Petrus wußte wohl, daß die Betreuung christlicher „Schafe“, so wie die Betreuung buchstäblicher Schafe, viele Beschwerden und lange Stunden harter Arbeit mit sich bringen würde. Wozu neigt also der selbstische, gefallene Mensch? Als Hirte neigt er dazu, seine Pflicht mit Seufzen zu tun, weil er eben gezwungen ist, sie zu tun. Statt eine solche Einstellung zu offenbaren, sollte er willig dienen.
Petrus warnt die Hirten ferner vor dem Dienst um eines unredlichen Gewinnes willen. Die Stellung der Aufsicht bringt besondere Versuchungen mit sich. Wie natürlich ist es doch für den selbstischen Menschen, unehrlich zu werden und in eigennütziger Weise aus den Verhältnissen Nutzen zu ziehen!
Ein anderes Versagen des Menschen berührend, warnt Petrus davor, daß die Hirten über die Herde herrschen. Wie leicht kommt es doch vor, daß jemand sich zu ernst nimmt, sobald er eine Stellung von Verantwortung empfangen hat! Wie sind wir doch geneigt, einen Diktator- oder Chefkomplex zu bekommen und mit Anmaßung zu herrschen! Das könnte jemand sogar mit gutem Gewissen tun, einfach nur, weil er seine eigene Verantwortung übertrieben hoch einschätzen würde. Daher wird dem Hirten geraten, sich so zu benehmen, wie er wünscht, daß sich seine Schafe benehmen, also demütig.
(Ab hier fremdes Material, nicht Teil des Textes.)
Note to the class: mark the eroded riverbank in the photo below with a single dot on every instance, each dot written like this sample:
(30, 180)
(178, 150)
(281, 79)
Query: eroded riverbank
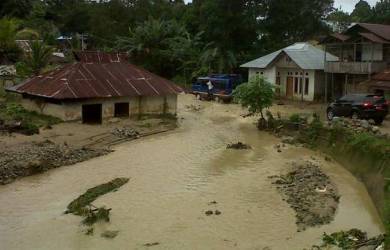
(174, 177)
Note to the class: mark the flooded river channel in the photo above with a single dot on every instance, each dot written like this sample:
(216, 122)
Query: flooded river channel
(173, 179)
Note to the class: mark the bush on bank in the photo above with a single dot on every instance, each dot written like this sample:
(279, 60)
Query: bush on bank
(364, 153)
Im Gesetze Moses wurde dem, der König geworden war, derselbe verständige Rat gegeben; er sollte nämlich täglich im Worte Gottes lesen, damit er nicht wähne, besser zu sein als seine Untertanen! — 5. Mose 17:19, 20.
Wahrlich, Gottes Wort ist schärfer als irgendein zweischneidiges Schwert! Es schneidet tief und unterscheidet zwischen Seele und Geist, zwischen unserem menschlichen Leben und unserer geistigen Einstellung. Durch seine Gebote hinsichtlich dessen, was wir tun und was wir nicht tun sollten, legt es die Gedanken und Absichten unserer Herzen bloß.